London 2012 International Broadcast Centre completed
The International Broadcast Centre venue is the fifth to be completed on the Olympic Park.
The 275m-long building will form part of the Main Media Complex – a 24-hour media hub which also includes the Main Press Centre (MPC). The complex will cater for over 20,000 broadcasters, photographers and print journalists – bringing the Games to an estimated four billion people worldwide.
It has been designed to be as flexible as possible to accommodate a range of potential tenants and uses after the Games.
A high street will support both the IBC and MPC, containing dedicated retail, leisure and support services, accessed only by accredited press and broadcasters. The complex will also have a catering village and a multi-storey car park links the two main venues together via a structure which includes a conference room for up to 700 people.
ODA Chairman John Armitt said: “The Olympic Park project is on schedule and within budget.
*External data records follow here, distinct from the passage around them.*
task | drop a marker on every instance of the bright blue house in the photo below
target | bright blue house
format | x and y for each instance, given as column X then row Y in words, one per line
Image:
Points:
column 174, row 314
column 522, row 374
Today’s announcement of the completion of the International Broadcast Centre (IBC) means that with over a year to go to the Games five of the six main venues on the site have now finished construction, allowing time for LOCOG to install overlay and run test events.
“The ODA has hit all of its milestones to date and we are firmly on track to deliver the venues and infrastructure required for the Games and in legacy as planned.”
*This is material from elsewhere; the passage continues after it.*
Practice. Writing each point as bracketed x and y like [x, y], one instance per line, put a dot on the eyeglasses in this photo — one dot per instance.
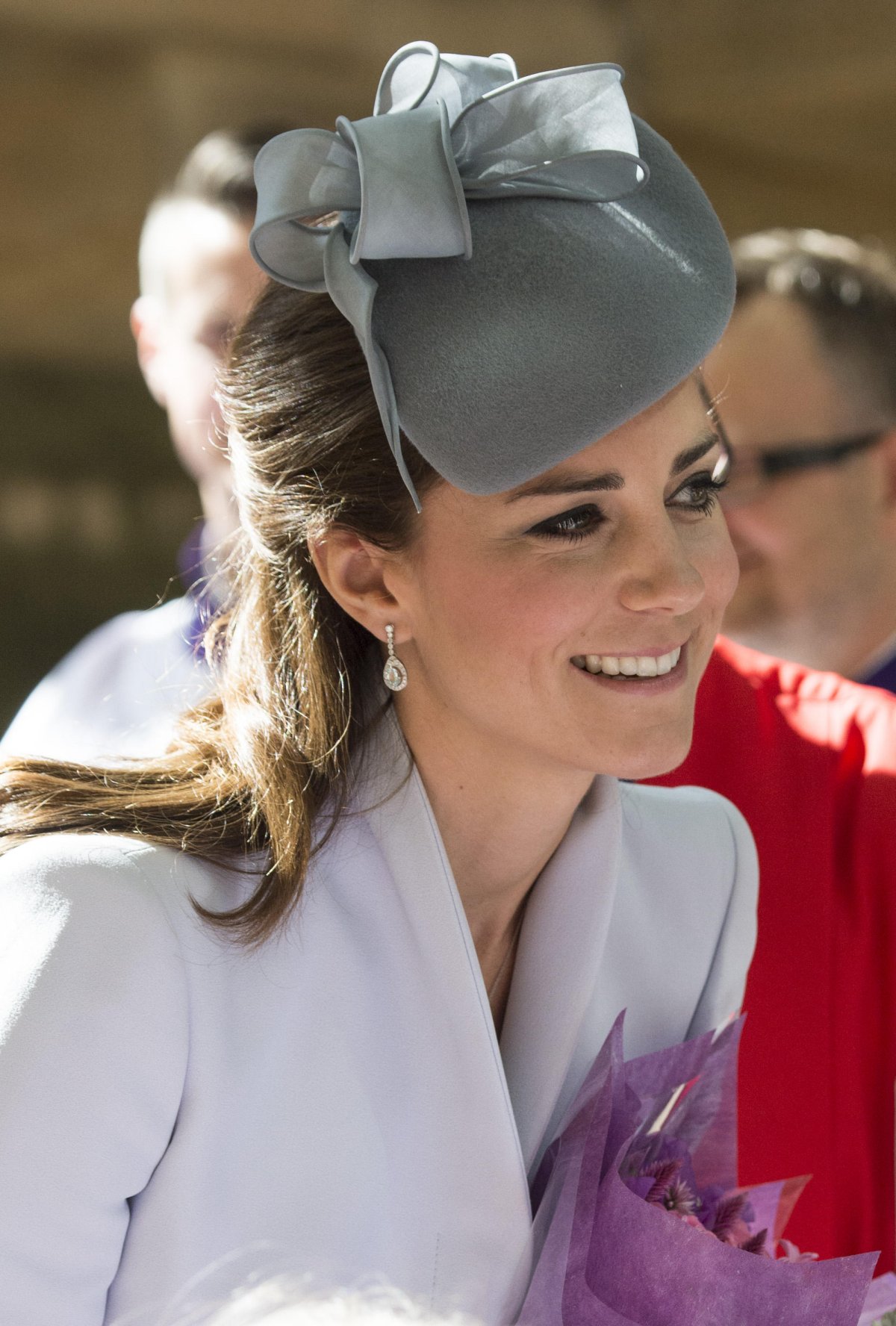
[750, 468]
[754, 467]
Olympics Minister Hugh Robertson said: “The IBC is fundamental to the worldwide success of the Games housing thousands of the world’s media and sending pictures right across the world. As one of the largest venues on the Park, its completion with a year to go is a great achievement, and is yet another example of businesses across the country coming together to deliver for the United Kingdom.”
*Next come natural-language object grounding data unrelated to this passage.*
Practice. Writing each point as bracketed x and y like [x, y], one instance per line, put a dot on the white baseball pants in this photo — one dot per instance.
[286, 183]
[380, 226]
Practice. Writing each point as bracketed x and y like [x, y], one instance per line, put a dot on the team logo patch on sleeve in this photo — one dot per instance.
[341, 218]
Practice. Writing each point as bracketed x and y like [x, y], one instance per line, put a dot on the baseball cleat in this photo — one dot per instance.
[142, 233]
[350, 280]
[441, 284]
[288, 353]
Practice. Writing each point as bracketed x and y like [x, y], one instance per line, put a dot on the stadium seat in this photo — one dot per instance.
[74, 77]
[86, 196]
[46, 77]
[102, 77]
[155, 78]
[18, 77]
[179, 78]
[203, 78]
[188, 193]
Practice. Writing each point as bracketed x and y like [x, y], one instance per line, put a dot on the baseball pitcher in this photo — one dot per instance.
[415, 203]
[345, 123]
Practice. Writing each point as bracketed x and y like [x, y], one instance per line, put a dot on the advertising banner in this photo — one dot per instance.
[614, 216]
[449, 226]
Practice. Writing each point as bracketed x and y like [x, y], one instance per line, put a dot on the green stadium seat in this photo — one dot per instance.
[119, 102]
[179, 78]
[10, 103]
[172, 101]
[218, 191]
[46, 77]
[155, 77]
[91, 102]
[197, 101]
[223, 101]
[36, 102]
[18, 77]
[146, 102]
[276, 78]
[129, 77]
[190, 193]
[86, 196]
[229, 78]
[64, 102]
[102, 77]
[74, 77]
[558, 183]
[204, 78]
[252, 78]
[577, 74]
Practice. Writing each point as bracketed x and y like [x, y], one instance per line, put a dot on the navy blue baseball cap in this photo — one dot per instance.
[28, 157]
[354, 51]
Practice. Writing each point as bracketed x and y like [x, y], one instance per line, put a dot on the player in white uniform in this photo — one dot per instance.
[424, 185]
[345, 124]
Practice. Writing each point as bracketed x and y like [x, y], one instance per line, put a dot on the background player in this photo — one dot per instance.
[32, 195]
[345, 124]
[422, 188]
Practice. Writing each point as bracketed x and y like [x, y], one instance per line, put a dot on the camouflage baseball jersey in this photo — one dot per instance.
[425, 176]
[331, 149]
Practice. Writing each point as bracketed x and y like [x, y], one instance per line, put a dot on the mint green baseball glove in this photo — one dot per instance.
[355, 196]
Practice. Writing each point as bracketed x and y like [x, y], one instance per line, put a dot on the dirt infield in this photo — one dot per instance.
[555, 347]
The Mayor of London Boris Johnson said: “The capital is going to be at the centre of global media attention during the summer of 2012, with thousands of broadcasters descending on London’s great sporting spectacular.
“As well as providing them with a world class facility to tell the story of the Games, we aim to make the fantastic International Broadcast Centre the focus of a new high-tech creative hub to benefit the capital for years to come.”
Ed. You have to wonder why this building doesn’t have more life about it. Allies and Morrison have a good pedigree for elegant, simple buildings but this doesn’t appear to match their normal standards.
With the compromises to the Aquatics Centre by Zaha Hadid Architects, the pedestrian station and the lack of spark in the main stadium it appears as though the Olympics will be ready on time but look unlikely to form an integrated piece of refined architecture. This is a wasted opportunity, the freedom inherent in these typologies should have resulted in a fantastic array of buildings.